Et aussi que par règle generalle ces chouses dessusdictes tombent sus les hommes, comme j’ay dit dessus, ne je n’ay dit ne vouldroie dire que toutes les joies, ne deux ne trois dessusdites, aviennent à chacun marié ; mais je puis dire pour certain qu’il n’est homme marié, tant soit-il sage, cault ou malicieux, qui n’ait une des joies pour le moins, ou pluseurs d’icelles. Pourquoy on peut bien conclure que homme qui sans contrainte se met en telle servitude use bien de voulenté.

Ne pourtant je ne veil pas dire qu’on ne face bien de soy marier : mais je ne tiens pas telles besteries à joies ne à félicitez. Au moins se deussent-ilz garder de se lesser ainsi abestir : car l’un voit ce qui avient aux aultres, et s’en scevent tres bien mocquer et en faire leurs farses ; mais quant ils sont mariez, je les regarde embridez et abestis mieulx que les aultres. Si doit chacun se garder de se mocquer des aultres, car je ne voy nul exempt des joies dessusdites. Mais chacun, endroit soy, croit le contraire, et qu’il est preservé et beneuré entre les aultres ; et qui mieulx le croit, mieulx est embridé. Je ne scey que c’est, sinon l’aventure du jeu qui le veult.

Et si l’en me demande quel remede aucun y pourroit mettre, je respons que ce seroit chouse possible, combien qu’elle soit difficile : mais au moins il y a remede, mès je ne veil aultre chouse respondre à present. Mais si aucun m’en vouloit demander de bouche, je lui en diroie mon avis : mais orendroit je me tais, pource que aucune dame, damoiselle ou autre m’en sauroit mal gré[396]. Combien que, en bonne foy, tout est à la louenge des femmes, comme j’ay dit ; et ce que j’ay cy escrit, qui bien l’entendra ne trouvera point que les hommes ne aient toujours du pire, qui est honneur pour elles ; et l’ay escrit à la requeste de certaines damoiselles qui m’en ont prié.

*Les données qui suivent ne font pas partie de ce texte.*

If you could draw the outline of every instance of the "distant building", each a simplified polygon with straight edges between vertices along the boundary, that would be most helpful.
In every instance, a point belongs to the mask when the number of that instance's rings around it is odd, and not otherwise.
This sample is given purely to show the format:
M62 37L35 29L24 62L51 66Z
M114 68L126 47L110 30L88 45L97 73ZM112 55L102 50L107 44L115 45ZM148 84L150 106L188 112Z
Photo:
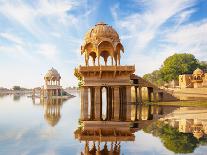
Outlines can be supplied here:
M40 91L41 97L62 96L62 86L60 85L61 76L54 68L48 70L44 76L45 85Z
M207 87L207 73L197 68L193 74L179 75L180 88L202 88Z

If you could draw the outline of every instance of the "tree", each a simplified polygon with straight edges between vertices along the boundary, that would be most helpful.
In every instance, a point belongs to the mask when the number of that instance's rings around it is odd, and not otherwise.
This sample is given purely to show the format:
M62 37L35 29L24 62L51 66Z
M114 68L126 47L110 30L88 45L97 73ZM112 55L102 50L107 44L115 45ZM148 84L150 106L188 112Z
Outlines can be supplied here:
M207 71L207 61L200 61L199 62L199 68L204 70L204 71Z
M77 68L74 69L74 75L78 79L78 87L80 88L83 85L83 78L82 78L81 74L78 72Z
M144 132L159 137L163 145L174 153L192 153L199 141L191 133L180 133L176 128L157 121L145 127Z
M13 89L13 90L21 90L21 87L20 87L20 86L13 86L12 89Z
M174 54L168 57L160 69L162 79L166 82L178 80L180 74L192 74L199 67L194 55L188 53Z
M162 73L160 72L160 70L155 70L152 73L145 74L143 78L158 86L161 86L164 84L164 81L162 79Z

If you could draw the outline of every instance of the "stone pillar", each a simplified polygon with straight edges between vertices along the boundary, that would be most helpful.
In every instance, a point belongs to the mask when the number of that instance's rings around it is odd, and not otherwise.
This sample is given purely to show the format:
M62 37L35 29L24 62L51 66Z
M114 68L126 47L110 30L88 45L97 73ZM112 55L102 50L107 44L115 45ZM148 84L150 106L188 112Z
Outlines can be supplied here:
M137 120L137 110L138 110L138 97L137 97L137 86L134 87L135 88L135 121Z
M81 87L81 120L88 120L88 88Z
M94 110L94 88L93 87L90 88L90 99L91 99L90 120L94 120L95 110Z
M119 87L114 87L114 120L119 120L119 110L120 110L120 96L119 96Z
M152 93L151 88L150 87L147 87L147 94L148 94L148 101L149 102L152 102L151 93Z
M142 88L139 87L139 102L142 104Z
M63 90L60 89L60 96L63 96Z
M56 89L56 94L55 94L56 96L59 96L59 93L58 93L58 89Z
M101 120L101 87L95 87L95 120Z
M156 97L155 90L153 90L153 101L154 101L154 102L157 102L157 97Z
M126 120L131 121L131 86L126 86L126 97L127 97L127 102L126 102Z

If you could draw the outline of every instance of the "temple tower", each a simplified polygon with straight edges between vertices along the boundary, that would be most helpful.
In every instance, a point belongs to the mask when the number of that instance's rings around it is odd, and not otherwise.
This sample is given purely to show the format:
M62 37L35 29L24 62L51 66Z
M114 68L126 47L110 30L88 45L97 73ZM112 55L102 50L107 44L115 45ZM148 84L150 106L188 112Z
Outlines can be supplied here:
M54 68L48 70L44 76L45 84L40 90L41 97L62 96L61 76Z
M85 66L77 69L83 79L82 121L131 121L130 76L135 66L122 66L122 53L124 47L112 26L97 23L86 33L81 46Z

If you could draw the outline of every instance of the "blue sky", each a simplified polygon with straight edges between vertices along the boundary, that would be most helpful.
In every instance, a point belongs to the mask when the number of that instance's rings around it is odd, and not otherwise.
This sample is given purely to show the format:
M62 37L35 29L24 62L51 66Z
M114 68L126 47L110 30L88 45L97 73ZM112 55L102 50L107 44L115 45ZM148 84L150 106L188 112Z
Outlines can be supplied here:
M117 30L121 64L138 75L175 52L207 60L206 0L0 0L0 86L41 86L51 67L75 86L84 34L100 21Z

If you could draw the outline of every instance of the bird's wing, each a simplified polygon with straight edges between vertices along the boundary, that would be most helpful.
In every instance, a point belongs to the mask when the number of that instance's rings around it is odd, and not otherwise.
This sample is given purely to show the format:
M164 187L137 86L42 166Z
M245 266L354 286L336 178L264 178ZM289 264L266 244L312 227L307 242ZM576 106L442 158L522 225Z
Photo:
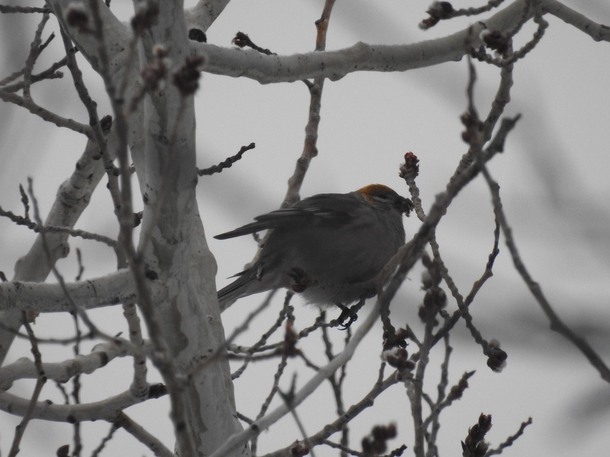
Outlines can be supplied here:
M226 239L278 227L304 227L317 224L341 225L352 218L350 210L357 204L354 203L353 199L346 199L345 196L342 194L330 194L309 197L290 208L257 216L254 218L255 222L214 238Z

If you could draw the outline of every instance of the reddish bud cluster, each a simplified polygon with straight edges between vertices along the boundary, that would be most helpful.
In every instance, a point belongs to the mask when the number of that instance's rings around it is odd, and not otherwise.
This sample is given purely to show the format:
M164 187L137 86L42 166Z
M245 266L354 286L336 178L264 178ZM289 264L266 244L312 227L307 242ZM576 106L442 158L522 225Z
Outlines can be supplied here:
M492 339L487 348L487 366L499 373L506 366L508 354L500 349L500 342Z
M473 144L478 141L479 135L483 131L485 126L476 116L468 111L462 115L460 119L466 130L462 132L462 139L468 144Z
M489 445L485 441L485 434L492 428L492 416L483 413L479 422L468 430L468 436L462 442L462 455L464 457L483 457L487 452Z
M235 37L231 40L231 42L239 48L247 46L252 43L250 41L249 37L243 32L238 32L235 34Z
M454 11L453 5L449 2L432 2L429 9L426 12L430 16L420 23L420 28L426 30L434 27L442 19L451 17Z
M183 97L195 93L199 88L201 73L198 67L203 62L204 58L200 55L189 55L174 73L174 85Z
M481 33L480 36L485 46L490 49L497 51L502 55L506 54L508 51L511 40L502 35L500 30L485 30Z
M297 440L290 448L291 457L303 457L309 453L309 448Z
M362 439L362 453L365 456L381 454L387 449L387 441L395 438L395 423L375 425L370 435Z
M404 155L404 163L400 166L398 175L403 178L416 178L419 174L419 159L409 151Z
M167 51L161 46L157 46L154 49L155 60L146 65L140 72L144 87L146 90L156 90L159 82L163 80L167 74L167 62L165 57Z
M391 367L400 372L409 371L415 367L415 363L409 360L409 353L406 338L409 332L404 328L396 331L386 331L384 333L383 352L381 358Z

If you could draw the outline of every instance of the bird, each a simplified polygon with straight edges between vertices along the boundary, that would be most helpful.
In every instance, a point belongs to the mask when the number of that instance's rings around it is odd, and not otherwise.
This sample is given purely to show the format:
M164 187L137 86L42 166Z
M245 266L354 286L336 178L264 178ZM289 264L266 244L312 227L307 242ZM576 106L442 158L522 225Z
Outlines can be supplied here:
M218 291L221 309L285 288L306 303L345 312L348 305L375 296L376 277L404 244L402 216L412 208L411 200L389 187L371 184L347 194L308 197L216 235L226 239L270 230L254 264ZM342 319L348 315L342 313Z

Et si elles n’en estoient contentes, et elles vouloient que je preinsse peine à escrire pour elles, à l’entencion d’elles et à la foulle[397] des hommes, ainsi qu’elles le pourroient entendre, en bonne foy je m’ouffre : car j’ay plus belle matière de le faire que cette-cy n’est, veu les grans tors, griefs et oppressions que les hommes font aux femmes en plusieurs lieux, generalement par leurs forses, et sans raison, pource qu’elles sont febles de leur nature et sans deffense, et sont tousjours prestes à obeir et servir, sans lesquelles ilz ne sauroient ne pourroient vivre.

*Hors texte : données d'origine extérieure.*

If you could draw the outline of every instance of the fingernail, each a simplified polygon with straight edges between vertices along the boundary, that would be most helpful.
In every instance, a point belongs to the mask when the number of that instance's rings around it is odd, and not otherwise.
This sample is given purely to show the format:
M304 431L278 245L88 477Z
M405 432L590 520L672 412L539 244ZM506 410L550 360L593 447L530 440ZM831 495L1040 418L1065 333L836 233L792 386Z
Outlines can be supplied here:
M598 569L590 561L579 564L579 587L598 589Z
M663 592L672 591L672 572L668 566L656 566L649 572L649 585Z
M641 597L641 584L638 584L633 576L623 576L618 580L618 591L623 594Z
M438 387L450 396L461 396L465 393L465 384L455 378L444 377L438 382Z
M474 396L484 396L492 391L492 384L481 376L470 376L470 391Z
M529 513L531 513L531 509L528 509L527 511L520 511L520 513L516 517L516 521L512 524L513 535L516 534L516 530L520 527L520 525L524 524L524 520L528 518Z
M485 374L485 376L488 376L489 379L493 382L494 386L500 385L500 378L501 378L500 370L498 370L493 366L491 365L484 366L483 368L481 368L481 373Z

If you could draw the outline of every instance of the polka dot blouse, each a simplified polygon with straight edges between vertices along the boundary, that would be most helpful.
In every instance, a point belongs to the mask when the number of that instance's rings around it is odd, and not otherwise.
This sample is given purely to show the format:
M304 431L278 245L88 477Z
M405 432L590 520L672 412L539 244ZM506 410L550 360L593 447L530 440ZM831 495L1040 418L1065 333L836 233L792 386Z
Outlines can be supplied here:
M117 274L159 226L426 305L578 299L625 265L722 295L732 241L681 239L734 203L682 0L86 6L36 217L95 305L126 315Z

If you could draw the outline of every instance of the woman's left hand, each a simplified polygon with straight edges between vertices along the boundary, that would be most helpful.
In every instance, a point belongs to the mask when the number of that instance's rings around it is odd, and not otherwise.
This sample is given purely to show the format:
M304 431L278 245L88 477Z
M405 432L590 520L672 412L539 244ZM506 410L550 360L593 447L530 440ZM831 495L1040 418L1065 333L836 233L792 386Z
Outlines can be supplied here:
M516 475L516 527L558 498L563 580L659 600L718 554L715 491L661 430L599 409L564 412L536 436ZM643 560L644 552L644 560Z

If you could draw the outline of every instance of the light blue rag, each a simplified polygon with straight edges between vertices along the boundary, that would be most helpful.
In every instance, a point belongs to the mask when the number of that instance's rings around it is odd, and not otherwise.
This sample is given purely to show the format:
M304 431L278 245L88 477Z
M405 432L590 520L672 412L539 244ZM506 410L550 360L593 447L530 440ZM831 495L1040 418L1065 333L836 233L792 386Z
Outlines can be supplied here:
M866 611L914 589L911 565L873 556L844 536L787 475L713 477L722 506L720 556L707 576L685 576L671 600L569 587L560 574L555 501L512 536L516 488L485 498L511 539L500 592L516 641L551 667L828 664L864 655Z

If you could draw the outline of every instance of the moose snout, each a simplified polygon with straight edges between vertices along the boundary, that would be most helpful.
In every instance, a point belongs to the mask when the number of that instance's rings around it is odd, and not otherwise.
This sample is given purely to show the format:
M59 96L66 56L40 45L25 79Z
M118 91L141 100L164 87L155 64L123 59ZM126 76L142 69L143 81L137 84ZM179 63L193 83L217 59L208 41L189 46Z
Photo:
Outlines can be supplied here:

VARIANTES ET MODIFICATIONS.

Les titres mis en tête des chapitres ne se trouvent ni dans le manuscrit ni dans les anciennes éditions.

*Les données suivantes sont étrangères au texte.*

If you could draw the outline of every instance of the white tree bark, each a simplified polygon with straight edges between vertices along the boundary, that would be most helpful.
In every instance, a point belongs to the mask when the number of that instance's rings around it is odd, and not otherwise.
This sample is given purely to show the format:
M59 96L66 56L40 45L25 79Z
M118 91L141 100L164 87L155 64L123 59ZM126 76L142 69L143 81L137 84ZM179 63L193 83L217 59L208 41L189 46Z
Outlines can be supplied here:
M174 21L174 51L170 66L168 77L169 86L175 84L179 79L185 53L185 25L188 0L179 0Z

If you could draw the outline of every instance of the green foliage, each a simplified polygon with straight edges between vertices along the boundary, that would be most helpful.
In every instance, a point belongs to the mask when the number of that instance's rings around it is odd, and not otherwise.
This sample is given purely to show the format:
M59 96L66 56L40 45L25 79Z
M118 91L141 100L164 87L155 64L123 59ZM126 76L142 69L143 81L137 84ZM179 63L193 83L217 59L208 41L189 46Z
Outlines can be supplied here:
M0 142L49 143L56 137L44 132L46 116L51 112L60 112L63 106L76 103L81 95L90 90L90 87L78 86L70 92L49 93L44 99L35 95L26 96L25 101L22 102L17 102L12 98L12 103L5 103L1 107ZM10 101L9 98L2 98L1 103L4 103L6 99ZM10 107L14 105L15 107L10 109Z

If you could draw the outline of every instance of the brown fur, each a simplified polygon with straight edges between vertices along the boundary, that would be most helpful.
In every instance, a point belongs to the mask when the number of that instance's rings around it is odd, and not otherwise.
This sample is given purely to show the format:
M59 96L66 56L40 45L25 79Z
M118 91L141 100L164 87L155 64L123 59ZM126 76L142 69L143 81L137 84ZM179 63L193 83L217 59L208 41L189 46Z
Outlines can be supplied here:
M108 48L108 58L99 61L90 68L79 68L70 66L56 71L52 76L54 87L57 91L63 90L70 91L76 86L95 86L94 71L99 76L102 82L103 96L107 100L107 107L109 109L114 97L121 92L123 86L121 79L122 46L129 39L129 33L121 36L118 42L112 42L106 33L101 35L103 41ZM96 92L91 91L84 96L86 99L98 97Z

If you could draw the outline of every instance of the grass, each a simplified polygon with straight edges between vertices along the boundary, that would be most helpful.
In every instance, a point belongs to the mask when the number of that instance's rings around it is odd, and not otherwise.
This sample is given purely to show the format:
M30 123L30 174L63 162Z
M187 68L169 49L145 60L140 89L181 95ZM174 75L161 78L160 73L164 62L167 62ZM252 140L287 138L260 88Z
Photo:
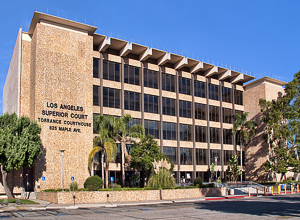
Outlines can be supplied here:
M3 202L4 200L6 200L8 203L16 203L17 199L0 199L0 203ZM27 199L19 199L20 202L24 203L24 204L39 204L37 202L33 202L31 200L27 200Z

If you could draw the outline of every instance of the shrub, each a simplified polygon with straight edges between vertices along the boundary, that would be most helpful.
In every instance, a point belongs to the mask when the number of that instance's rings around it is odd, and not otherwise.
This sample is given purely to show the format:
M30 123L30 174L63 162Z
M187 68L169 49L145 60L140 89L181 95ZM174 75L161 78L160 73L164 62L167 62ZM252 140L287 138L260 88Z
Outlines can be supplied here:
M77 190L78 189L78 184L76 181L72 181L70 184L69 184L69 188L70 188L70 191L73 191L73 185L74 185L74 190Z
M152 189L162 189L165 187L175 188L176 183L171 172L165 168L160 168L157 174L152 174L148 181L148 187Z
M103 180L100 176L90 176L85 180L83 186L89 191L97 191L103 186Z
M197 186L197 184L199 186L201 186L203 183L202 179L200 177L196 177L196 179L194 180L194 186Z

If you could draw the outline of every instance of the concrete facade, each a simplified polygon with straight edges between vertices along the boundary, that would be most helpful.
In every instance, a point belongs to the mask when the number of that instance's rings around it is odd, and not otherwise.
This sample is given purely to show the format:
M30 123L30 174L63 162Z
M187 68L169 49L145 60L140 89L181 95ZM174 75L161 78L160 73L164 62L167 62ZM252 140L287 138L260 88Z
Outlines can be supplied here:
M269 147L262 135L265 127L261 121L259 100L277 100L284 95L285 82L269 77L263 77L244 86L245 112L249 112L248 120L257 122L257 130L254 138L246 145L246 178L256 181L273 180L263 169L263 164L269 159Z

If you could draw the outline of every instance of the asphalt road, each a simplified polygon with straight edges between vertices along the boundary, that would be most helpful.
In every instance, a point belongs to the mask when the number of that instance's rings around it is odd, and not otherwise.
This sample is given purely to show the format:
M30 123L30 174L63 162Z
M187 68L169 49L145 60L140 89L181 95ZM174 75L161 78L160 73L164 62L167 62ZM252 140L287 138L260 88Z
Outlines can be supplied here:
M223 199L77 210L12 211L2 218L22 219L300 219L300 195Z

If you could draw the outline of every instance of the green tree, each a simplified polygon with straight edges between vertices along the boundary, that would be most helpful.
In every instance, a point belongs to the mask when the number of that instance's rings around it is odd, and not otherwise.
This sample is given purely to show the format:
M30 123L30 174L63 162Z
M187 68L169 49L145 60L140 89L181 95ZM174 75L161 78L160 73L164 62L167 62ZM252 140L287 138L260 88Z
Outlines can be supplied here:
M240 141L240 148L241 148L241 166L243 164L242 161L242 155L243 155L243 145L244 143L248 143L250 140L250 131L255 134L255 128L257 126L257 123L255 121L247 121L249 113L245 112L242 114L234 114L235 121L234 121L234 127L232 129L233 135L239 134L239 141ZM241 174L241 181L242 181L242 174Z
M153 162L166 159L171 164L170 171L174 169L174 164L169 157L160 153L160 146L154 140L152 135L144 136L139 142L134 142L134 148L131 150L130 166L134 169L141 169L144 174L144 183L151 172L153 172Z
M236 181L238 176L242 174L242 169L238 166L238 156L232 156L229 159L229 166L227 168L227 173L231 181Z
M13 169L32 167L41 155L41 128L27 116L13 114L0 116L0 163L2 182L8 198L13 198L7 184L7 173Z

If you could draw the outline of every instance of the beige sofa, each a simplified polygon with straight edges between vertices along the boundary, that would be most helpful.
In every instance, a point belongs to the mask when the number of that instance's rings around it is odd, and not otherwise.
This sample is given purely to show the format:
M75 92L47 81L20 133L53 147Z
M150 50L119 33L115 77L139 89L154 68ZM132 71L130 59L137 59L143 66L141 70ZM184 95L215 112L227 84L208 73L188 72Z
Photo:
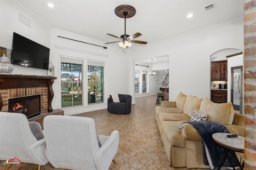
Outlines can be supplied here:
M203 162L202 139L189 124L197 109L208 115L207 121L225 126L231 133L244 136L244 116L234 113L231 102L215 103L208 98L188 96L180 92L175 101L162 101L156 107L156 121L170 165L174 167L209 168ZM237 154L242 161L243 154Z

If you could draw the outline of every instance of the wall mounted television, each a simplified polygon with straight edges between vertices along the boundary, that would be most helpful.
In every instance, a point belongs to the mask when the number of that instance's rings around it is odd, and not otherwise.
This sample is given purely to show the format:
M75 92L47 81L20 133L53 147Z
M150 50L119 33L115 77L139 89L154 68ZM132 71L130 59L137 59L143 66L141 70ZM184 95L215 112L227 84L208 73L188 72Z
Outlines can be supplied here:
M12 63L48 70L50 49L14 32Z

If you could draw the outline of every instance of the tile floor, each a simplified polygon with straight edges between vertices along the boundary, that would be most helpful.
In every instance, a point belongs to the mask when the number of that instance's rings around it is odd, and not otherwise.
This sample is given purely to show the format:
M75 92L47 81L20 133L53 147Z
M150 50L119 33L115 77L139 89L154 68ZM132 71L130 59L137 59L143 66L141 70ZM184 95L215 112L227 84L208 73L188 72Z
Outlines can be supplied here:
M136 104L132 105L128 115L112 114L104 109L73 115L94 119L98 134L109 135L114 130L119 131L119 145L114 158L116 163L112 162L109 170L187 170L169 165L155 121L156 99L156 96L136 98ZM6 166L3 165L4 162L1 161L1 170ZM37 167L22 162L19 166L12 165L9 169L32 170ZM41 170L62 169L54 168L49 162L41 168Z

La division de chaque Joie en divers alinéas est de notre fait, de même que la ponctuation, l’accentuation et l’emploi des filets qui coupent le dialogue.

Nous avons modifié l’orthographe de certains mots afin de mettre le texte du manuscrit en harmonie avec les passages empruntés aux éditions. Nous avons écrit : ainsi pour ainxin, aussi pour auxi, diray pour diroy, gay pour goy, tiendroit pour tendroit, veult pour vieult, vieil pour veil, viendra pour vendra, etc.

Nous avons encore fait quelques modifications au texte du manuscrit. A moins d’indication contraire, tous les mots que nous y avons introduits pour le compléter ou le rendre plus clair ont été tirés de l’édition originale.

Nous signalons un grand nombre de variantes des diverses éditions. Elles portent presque toutes sur le fond. Il serait très-difficile de relever toutes les différences de rédaction, et ce travail ne seroit pas d’une grande utilité.